Cumhuriyet'ten Ali Can Polat'ın haberine göre; Garanti Bankası’nın Adana’da düzenlediği “İhracatta Sürdürülebilirlik Buluşmaları” kapsamında ekonomiye ilişkin değerlendirmelerini içeren bir sunum yapan eski Hazine müsteşarı, ekonomist Mahfi Eğilmez, hükümetin faizle inatlaşarak enflasyon canavarı yarattığını ve kuru patlattığını, bunları yenmek için de kur korumalı mevduat başlığında bir canavar yarattığını söyledi.
“Ücret-enflasyon cenderesine girildi, dolarizasyon 2001’deki seviyeye yeniden geldi, kredi risk primimiz (CDS) 700’leri aştı” hatırlatmasını yapan Eğilmez şunları söyledi:
"Türkler kadar kendi kendine sorun yaratıp çözmeye çalışan başka bir ulus yok.
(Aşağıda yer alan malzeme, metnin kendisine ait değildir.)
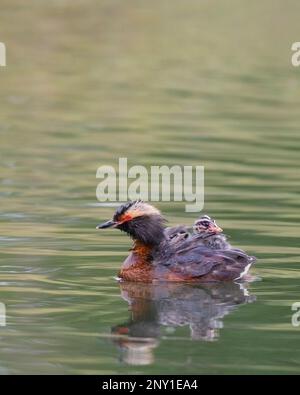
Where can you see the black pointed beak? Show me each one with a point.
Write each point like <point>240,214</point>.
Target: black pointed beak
<point>107,224</point>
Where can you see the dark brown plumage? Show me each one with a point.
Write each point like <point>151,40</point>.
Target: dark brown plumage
<point>155,258</point>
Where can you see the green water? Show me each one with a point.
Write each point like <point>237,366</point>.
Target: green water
<point>163,82</point>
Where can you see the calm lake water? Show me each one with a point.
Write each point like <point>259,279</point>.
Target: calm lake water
<point>163,82</point>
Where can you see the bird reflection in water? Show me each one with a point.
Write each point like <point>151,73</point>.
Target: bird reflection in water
<point>156,310</point>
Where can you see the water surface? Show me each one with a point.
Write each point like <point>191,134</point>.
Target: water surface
<point>192,83</point>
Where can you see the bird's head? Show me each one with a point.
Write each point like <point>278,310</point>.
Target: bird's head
<point>140,220</point>
<point>206,225</point>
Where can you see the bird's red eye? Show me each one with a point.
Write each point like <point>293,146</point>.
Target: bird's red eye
<point>204,223</point>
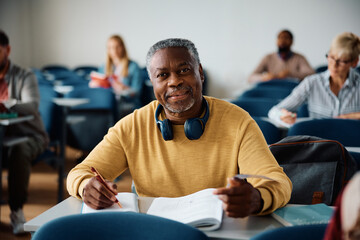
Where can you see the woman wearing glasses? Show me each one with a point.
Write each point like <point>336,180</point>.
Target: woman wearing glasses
<point>334,93</point>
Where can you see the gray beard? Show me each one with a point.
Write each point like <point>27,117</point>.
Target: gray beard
<point>181,109</point>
Faiz 19’ken 21 yapsaydık bunları yaşamayacaktık. Faizle inatlaşarak enflasyon canavarı yarattık ve kuru patlattık. Faiz tek başına bir ülkeyi batırır ama tek başına kurtaramaz. Türkiye’nin önünde hukuk, eğitim, vergi reformu gibi zorunluluklar var. Enflasyondan kurtuluş acı olacak ve birçok şirket maalesef bu süreçte batacak.
Enflasyonda yıllardır yüzde 5 hedefi var, yanına bile yaklaşamadık. Merkez Bankası “Gerektiğinde para politikasını sıkılaştırırız” diyor. Daha ne gerekiyor sıkılaştırmak için?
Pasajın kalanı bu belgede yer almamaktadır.